The story of the Ham Lake fire, at the time the most destructive wildfire in modern Minnesota history—the blaze, the firefighters’ battle, the human toll

On May 5, 2007, two days into his twenty-seventh trip to the Boundary Waters, Stephen Posniak found a perfect spot on Ham Lake and set about making a campfire. Over the next two weeks, the fire he set would consume 75,000 acres of forest and 144 buildings. More than one thousand firefighters would rally to extinguish the blaze, at a cost of 11 million dollars. 

Gunflint Burning is a comprehensive account of the dramatic events around the Ham Lake fire, one of the largest wildfires in Minnesota history.
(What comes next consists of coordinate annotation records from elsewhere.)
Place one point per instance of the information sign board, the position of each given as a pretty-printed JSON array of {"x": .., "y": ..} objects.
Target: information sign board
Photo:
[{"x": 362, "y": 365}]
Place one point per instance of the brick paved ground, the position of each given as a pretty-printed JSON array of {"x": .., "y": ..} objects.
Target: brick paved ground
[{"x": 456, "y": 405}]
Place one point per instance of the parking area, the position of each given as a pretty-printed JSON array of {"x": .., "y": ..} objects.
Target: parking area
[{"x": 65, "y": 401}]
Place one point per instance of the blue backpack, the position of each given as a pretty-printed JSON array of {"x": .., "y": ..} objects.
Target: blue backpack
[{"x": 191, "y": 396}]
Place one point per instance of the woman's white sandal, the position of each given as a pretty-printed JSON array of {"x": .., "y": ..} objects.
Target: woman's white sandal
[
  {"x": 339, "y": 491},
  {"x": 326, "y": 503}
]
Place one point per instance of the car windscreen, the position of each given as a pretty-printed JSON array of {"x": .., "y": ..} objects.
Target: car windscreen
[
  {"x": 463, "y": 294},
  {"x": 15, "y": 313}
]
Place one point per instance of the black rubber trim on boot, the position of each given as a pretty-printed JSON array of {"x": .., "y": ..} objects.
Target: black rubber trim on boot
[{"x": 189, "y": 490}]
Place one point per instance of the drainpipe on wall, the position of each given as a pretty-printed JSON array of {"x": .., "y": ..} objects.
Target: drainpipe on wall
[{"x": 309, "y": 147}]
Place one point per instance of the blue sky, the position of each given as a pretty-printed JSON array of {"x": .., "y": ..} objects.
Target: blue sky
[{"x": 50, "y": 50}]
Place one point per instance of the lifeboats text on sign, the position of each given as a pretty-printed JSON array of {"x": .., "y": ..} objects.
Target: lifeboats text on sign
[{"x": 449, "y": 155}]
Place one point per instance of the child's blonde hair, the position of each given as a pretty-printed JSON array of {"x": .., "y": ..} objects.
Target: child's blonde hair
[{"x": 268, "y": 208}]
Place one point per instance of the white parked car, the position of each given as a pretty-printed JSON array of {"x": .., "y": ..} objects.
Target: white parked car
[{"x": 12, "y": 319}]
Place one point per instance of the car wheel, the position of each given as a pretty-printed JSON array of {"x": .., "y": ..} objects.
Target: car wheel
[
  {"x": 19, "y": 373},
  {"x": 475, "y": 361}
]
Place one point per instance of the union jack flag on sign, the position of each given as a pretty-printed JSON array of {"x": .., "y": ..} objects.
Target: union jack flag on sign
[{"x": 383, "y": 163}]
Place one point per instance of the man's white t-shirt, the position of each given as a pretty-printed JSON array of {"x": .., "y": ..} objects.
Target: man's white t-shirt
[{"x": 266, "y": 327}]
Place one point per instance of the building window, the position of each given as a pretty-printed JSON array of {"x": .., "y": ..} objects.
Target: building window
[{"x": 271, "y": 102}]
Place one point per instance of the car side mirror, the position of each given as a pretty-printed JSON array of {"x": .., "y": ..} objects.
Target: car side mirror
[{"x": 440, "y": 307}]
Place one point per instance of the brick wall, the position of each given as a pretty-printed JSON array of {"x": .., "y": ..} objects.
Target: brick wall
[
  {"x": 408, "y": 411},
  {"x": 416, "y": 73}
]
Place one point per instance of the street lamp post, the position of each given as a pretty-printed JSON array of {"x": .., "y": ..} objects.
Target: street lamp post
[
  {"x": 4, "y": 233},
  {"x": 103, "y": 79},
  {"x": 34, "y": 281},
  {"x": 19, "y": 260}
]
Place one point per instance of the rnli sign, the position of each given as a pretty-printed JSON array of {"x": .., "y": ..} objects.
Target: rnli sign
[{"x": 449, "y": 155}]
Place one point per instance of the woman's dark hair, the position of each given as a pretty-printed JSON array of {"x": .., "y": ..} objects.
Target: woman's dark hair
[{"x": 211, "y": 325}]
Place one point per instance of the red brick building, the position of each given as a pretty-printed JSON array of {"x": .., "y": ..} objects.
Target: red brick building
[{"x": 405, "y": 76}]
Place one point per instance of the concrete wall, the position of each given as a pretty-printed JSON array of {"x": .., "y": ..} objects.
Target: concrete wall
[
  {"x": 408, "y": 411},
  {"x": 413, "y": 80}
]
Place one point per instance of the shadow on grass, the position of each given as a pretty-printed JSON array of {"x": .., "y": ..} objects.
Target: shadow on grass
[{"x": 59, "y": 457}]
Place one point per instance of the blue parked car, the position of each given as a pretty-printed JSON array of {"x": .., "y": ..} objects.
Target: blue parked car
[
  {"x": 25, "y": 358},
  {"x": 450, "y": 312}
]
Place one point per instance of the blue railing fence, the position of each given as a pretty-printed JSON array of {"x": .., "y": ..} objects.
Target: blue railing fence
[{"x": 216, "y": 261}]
Cary J. Griffith describes what happened in the minutes, hours, and days after Posniak struck that fateful match—from the first hint of danger to the ensuing race to flee the fire or defend imperiled property to the incredible efforts of firefighters and residents battling a blaze that lit up the Gunflint Trail like the fuse to a powder keg.

We meet locals faced with losing everything: the sheriff and his deputy tasked with getting everyone out alive; tourists caught unawares; men and women using every piece of equipment and modern firefighting technique against impossibly high winds and dry conditions to suppress a wildfire as it grew to historic proportions; and, finally, Stephen Posniak, who in the aftermath tragically took his own life—the fire’s only fatality.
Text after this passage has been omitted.